Historian Alex Kershaw is British, but he has lived in Vermont for 10 years, writing stories of American heroism in WWII. In The Few, he focuses on American pilots who joined the Royal Air Force before the U.S. entered the war.

Your books have focused on small groups in World War II—an infantry company on D-Day in The Bedford Boys, an isolated platoon in the Battle of the Bulge in The Longest Winter and now half a dozen American pilots in the Battle of Britain in 1940. Is this a pattern?

I see the Second World War in its social contexts. So much writing deals with policy and strategy and battles. I seek instead to look at ordinary people in the crosshairs of history.

How does that fit your emphasis on groups?

The dynamic of a team is something we all can understand. But in a deeper sense, the team is what keeps the individual functioning and effective in modern war. The team is an integrator.
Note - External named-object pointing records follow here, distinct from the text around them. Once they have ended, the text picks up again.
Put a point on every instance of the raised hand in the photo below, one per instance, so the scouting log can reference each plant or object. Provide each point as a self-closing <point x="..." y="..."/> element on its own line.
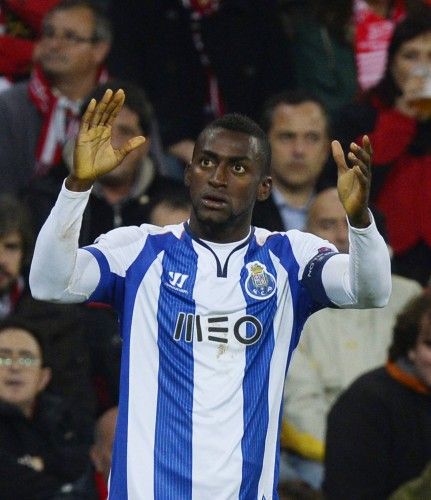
<point x="94" y="155"/>
<point x="354" y="182"/>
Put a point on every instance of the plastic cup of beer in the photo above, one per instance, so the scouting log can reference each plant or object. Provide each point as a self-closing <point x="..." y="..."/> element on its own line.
<point x="421" y="102"/>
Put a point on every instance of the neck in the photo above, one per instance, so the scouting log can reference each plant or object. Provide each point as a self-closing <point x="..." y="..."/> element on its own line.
<point x="218" y="233"/>
<point x="295" y="198"/>
<point x="74" y="88"/>
<point x="115" y="194"/>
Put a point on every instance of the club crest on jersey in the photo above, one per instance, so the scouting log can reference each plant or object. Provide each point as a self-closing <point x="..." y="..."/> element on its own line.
<point x="260" y="284"/>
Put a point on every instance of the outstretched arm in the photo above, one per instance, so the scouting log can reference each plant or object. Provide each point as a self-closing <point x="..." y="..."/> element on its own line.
<point x="60" y="271"/>
<point x="94" y="155"/>
<point x="362" y="278"/>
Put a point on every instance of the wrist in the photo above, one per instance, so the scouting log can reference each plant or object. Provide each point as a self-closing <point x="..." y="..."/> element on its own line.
<point x="75" y="184"/>
<point x="360" y="220"/>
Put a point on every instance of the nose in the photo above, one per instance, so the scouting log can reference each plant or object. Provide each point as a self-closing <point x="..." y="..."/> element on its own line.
<point x="219" y="176"/>
<point x="298" y="146"/>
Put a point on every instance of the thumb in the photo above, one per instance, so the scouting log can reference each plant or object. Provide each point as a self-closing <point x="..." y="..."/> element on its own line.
<point x="130" y="145"/>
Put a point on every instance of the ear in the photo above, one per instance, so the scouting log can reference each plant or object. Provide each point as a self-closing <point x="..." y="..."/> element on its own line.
<point x="187" y="173"/>
<point x="264" y="188"/>
<point x="44" y="378"/>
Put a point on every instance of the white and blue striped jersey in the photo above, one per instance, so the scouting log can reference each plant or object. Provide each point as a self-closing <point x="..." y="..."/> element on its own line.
<point x="206" y="345"/>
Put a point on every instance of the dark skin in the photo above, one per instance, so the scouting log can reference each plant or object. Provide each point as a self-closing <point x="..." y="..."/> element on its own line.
<point x="225" y="177"/>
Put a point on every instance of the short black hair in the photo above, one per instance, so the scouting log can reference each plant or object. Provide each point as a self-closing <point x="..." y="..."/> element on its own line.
<point x="407" y="326"/>
<point x="21" y="323"/>
<point x="102" y="23"/>
<point x="14" y="216"/>
<point x="291" y="98"/>
<point x="135" y="99"/>
<point x="242" y="123"/>
<point x="387" y="89"/>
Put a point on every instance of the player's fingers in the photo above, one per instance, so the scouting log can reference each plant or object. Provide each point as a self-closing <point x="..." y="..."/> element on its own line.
<point x="100" y="108"/>
<point x="118" y="101"/>
<point x="110" y="108"/>
<point x="363" y="181"/>
<point x="355" y="161"/>
<point x="130" y="145"/>
<point x="338" y="155"/>
<point x="363" y="154"/>
<point x="366" y="144"/>
<point x="85" y="120"/>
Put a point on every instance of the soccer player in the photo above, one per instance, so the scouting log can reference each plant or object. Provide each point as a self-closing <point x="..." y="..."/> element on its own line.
<point x="210" y="309"/>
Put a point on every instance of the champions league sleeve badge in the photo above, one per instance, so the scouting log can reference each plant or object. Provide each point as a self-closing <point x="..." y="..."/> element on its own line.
<point x="259" y="284"/>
It's also central for Americans, who come from the world's most individualistic society, yet are superb at cooperating voluntarily when that is necessary.

The Few is really a small-scale epic: a few men rallying to an apparently lost cause in the summer of 1940.

The behavior of these men was Homeric—as noble as you can get—especially because the initial commitment involved defying their country's laws for the sake of a higher moral cause. That's particularly American and appeals to my own attitude. I'm a bit of a romantic when it comes to writing history, and I see these Americans as pioneers in the context of America's formation. The Few is like a Western in the air. First came these men, then the officially sanctioned Eagle Squadrons, and finally the mass of men and planes in the 8th and 9th Air Forces. But before anyone else there were these half-dozen rule breakers.

But weren't "the few" really soldiers of fortune attracted by the promise of a fight?

From the beginning these men were impressed, overwhelmed, by the cause they made their own. What comes out in their behavior and correspondence is an emotional commitment, fostered by the camaraderie of a Royal Air Force that the American pilots found both democratic and meritocratic.

What are your plans for the next book?

My new project is on the "lucky few" who escaped from U.S. submarines sunk by the Japanese and then became Japanese prisoners. It was a unique double jeopardy, and a story as yet untold.